Nella lista dei partiti e movimenti candidati alle elezioni sul sito del Ministero dell’Interno compare ancora, nel momento in cui scriviamo, la lista Free Flights to Italy.

Il giornalista Rai lancia peraltro un appello “a tutti gli elettori interessati a non votare una lista e un simbolo abusivo”. Tanto più che la velata promessa di garantire voli gratis in cambio dei voti ricevuti potrebbe “configurare il reato di voto di scambio”. La lista in questione, in effetti, ha fatto notizia proprio grazie alla promessa di voli gratis per gli italiani residenti all’estero, dichiarando peraltro di aver rimborsato a 26.000 concittadini i voli di rientro nella nostra Patria, oltre ad aver messo a disposizione borse di studio per gli italiani che studiano all’estero. Tutte circostanze di cui, naturalmente, manca ogni riscontro.
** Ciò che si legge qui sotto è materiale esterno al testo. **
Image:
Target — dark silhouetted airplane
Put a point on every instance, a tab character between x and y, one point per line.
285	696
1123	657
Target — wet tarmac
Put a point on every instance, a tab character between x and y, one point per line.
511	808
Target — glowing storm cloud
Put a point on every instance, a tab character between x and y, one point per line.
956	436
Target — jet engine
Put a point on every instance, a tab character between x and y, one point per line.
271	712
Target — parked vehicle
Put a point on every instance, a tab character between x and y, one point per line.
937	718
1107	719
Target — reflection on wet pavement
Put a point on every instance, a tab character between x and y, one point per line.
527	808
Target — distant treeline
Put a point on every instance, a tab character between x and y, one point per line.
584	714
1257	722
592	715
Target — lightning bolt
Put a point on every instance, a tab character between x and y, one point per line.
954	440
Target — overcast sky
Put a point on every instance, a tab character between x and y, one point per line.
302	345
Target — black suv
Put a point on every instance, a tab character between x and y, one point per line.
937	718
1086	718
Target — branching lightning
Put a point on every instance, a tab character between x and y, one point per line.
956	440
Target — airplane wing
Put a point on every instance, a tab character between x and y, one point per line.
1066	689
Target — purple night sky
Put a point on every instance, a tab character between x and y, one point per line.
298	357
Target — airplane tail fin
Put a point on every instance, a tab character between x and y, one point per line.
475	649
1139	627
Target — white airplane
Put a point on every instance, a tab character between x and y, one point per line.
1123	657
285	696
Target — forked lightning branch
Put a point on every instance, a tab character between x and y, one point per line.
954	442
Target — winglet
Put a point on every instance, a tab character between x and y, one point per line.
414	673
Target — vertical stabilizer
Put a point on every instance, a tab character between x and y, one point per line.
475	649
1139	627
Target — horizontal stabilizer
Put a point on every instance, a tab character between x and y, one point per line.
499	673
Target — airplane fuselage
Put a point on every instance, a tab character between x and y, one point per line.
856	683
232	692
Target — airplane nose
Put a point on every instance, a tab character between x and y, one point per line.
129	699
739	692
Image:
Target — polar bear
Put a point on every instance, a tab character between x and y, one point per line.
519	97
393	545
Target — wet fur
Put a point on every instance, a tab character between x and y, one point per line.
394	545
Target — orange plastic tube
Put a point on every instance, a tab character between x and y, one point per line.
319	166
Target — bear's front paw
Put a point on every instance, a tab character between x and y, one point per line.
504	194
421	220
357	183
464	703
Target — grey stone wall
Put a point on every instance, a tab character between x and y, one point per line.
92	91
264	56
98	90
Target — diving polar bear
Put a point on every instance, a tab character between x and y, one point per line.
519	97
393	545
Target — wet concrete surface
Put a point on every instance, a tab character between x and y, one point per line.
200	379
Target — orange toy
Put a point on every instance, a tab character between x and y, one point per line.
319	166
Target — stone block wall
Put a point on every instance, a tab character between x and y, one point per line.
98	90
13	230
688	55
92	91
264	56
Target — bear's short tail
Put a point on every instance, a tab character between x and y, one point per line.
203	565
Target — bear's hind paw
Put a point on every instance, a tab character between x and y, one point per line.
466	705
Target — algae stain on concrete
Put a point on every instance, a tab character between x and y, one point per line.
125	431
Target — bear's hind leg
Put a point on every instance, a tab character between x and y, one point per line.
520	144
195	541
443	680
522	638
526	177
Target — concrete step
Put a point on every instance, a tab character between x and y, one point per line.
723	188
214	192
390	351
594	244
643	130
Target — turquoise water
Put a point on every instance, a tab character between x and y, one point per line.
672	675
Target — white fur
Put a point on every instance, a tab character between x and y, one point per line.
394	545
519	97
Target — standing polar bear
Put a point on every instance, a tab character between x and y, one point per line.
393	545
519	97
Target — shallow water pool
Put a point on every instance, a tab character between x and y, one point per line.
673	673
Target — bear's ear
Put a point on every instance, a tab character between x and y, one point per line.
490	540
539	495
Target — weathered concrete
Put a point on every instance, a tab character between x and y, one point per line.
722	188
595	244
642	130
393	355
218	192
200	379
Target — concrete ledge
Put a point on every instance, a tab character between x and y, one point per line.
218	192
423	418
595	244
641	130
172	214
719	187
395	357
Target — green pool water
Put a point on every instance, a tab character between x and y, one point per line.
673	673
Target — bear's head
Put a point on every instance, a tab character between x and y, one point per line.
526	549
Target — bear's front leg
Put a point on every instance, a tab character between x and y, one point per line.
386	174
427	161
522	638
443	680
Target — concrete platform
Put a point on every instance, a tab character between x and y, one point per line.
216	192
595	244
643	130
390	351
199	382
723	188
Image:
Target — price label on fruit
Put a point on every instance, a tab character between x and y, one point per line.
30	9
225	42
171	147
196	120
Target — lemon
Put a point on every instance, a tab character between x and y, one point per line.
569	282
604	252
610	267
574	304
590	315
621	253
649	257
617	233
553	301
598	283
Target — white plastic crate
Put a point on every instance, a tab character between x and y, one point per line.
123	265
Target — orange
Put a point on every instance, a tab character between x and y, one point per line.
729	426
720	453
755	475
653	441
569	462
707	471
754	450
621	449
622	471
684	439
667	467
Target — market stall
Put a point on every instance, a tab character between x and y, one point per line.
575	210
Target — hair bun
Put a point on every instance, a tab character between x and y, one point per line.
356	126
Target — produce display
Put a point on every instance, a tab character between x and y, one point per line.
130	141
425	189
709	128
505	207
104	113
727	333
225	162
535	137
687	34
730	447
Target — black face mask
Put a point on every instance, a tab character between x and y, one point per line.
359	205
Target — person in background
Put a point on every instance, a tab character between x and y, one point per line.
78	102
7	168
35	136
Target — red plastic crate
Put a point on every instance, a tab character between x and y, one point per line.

E mentre Macario è del tutto irreperibile, il sito della ong non è più online e il simbolo della lista è ancora sulle schede elettorali, la macchina delle urne continua a funzionare nonostante i fondati sospetti emersi fin qui. La vicenda, conclude insomma Metalli, “pone più di qualche dubbio sulla modalità di accesso alle candidature per la circoscrizione estera”. In effetti, noi della Voce siamo ancora alla ricerca dell’ufficio consolare che dovrebbe aver autenticato, secondo la normativa, le 1000 sottoscrizioni necessarie all’ammissione della lista alle elezioni. Dopo aver escluso il Consolato di New York e altri – contattati dai colleghi del Post -, i maggiori sospettati sarebbero quelli della West Coast statunitense. Ne avremo presto la conferma, e allora sapremo anche che cosa ne sarà del voto dei nostri connazionali in Nord America.